More important, WE HAVE NOW SEEN THE BEGINNING OF FLASH TRADING ON USTREASURY BONDS!! A grand round robin closed circle selling program will be relied upon in desperation to maintain price, just like with NYSE stocks in Algorithm Trading. The internal trading volume will grow and dominate the system, just like with the stock market where 80% of NYSE volume is from the perverse Algo Trading. No computer based trading like with Algo Trading is regulated, as the computers run wild. The dangerous times and the instability of bond markets will become major spectacles and news items. The risk will be transferred to stocks, which rise in value from more QE volume flowing into asset purchases, but which fall in value from creeping bond yields. Great instability will be a regular fixture in the US Stock market, and possibly many other national bourses around the world. The next several months will see some important bond market events and likely outsized derivative losses, complete with revelation of USTBond market rigging devices.

Here, he attacks the free market. Algorithm trading is legal, and should be. Entrepreneurs put their money on the line. They try to forecast future prices. They use programs to do this. What is wrong with this? Ethically, nothing. Technically, nothing. No prices are rigged. If anything, algorithm trading undermines price-rigging. The various programs seek out tiny price disparities. An entrepreneur finds a price he thinks is too low in one market. He buys. He finds a price he thinks is too high in another market. He sells. He does this simultaneously. This is called arbitrage trading. It is called "buy low, sell high." Algorithms find these opportunities and execute trades in millionths of a second. So what?

He uses his utterly inaccurate understanding of the bond market, plus some highly improbable inside information, to draw this conclusion:

In fact, QE to Infinity will be ramped up, with double the volume of USTBond purchases in the next several months. The foreign nations will diversify out of their USTBonds held in reserve, and foreign corporations will dump outright USTBonds, in what will become the grandest vote of no confidence toward US-UK bankers in modern history. The USFed must sop up the supply. The alternatives are truly horrendous.
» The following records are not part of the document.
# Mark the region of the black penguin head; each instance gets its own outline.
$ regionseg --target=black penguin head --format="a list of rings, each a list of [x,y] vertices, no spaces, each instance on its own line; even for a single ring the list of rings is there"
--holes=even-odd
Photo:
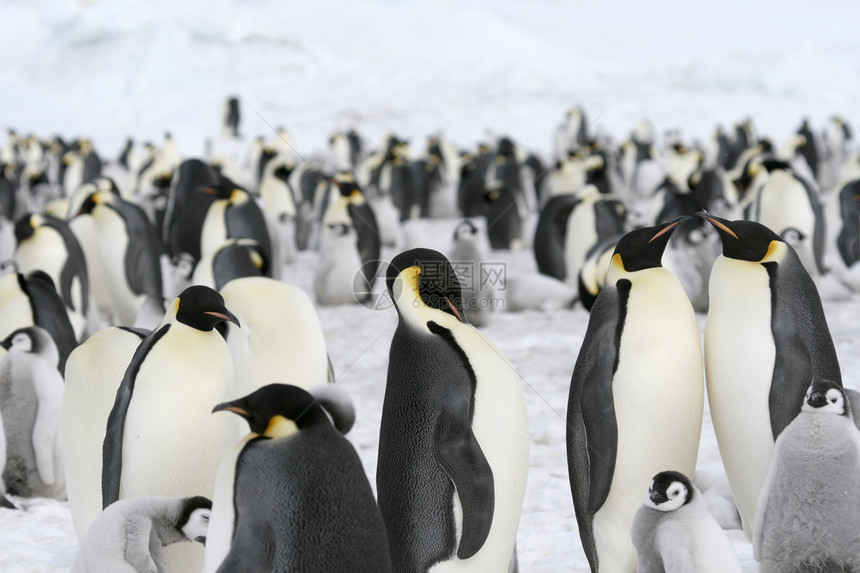
[[[779,235],[755,221],[728,221],[706,211],[700,211],[696,216],[717,230],[723,243],[723,256],[730,259],[759,263],[771,254],[774,242],[784,242]]]
[[[615,245],[612,264],[633,273],[663,266],[663,251],[675,228],[690,217],[678,217],[655,227],[634,229],[621,237]]]
[[[352,202],[363,202],[364,193],[355,181],[355,175],[352,171],[340,171],[335,173],[334,177],[329,180],[340,192],[341,197]]]
[[[842,387],[833,380],[816,380],[810,384],[800,409],[804,412],[851,417],[848,397]]]
[[[206,544],[212,501],[202,495],[182,499],[176,529],[189,541]]]
[[[684,474],[660,472],[651,480],[645,505],[657,511],[674,511],[693,501],[693,491],[692,482]]]
[[[224,298],[209,287],[190,286],[182,291],[172,305],[176,309],[176,320],[208,332],[222,322],[240,326],[239,319],[224,306]]]
[[[222,410],[242,416],[252,432],[266,438],[287,438],[312,424],[330,423],[316,398],[289,384],[263,386],[244,398],[218,404],[212,412]]]
[[[466,322],[460,281],[442,253],[432,249],[400,253],[388,266],[386,282],[401,315],[429,309]]]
My prediction: None of this will happen in the next 12 months.

CONCLUSION

My advice is this: ignore his italics, his bold facing, his capitalized words, and his exclamation points. Their only function is to emphasize hype-driven conclusions that are drawn from analytical and conceptual mistakes.

Economically unsophisticated readers love bold facing, italics, and exclamation points. "This must be important," they think. "I mean, the type face looks really scary." What is scary is that Jim Willie is taken seriously.

Ignore him. He doesn't know what he is talking about.

He may decide to respond to my article. I welcome the opportunity to reply. This is like shooting fish in a barrel.

His subscribers will send him links to my article. They will beg him to respond, to show I've got it all wrong. I recommend the following to him: "When you're in a deep hole, stop digging." The wise strategy would be to pretend I never wrote it. He can hope that most of his subscribers don't see it, or else they forget about it.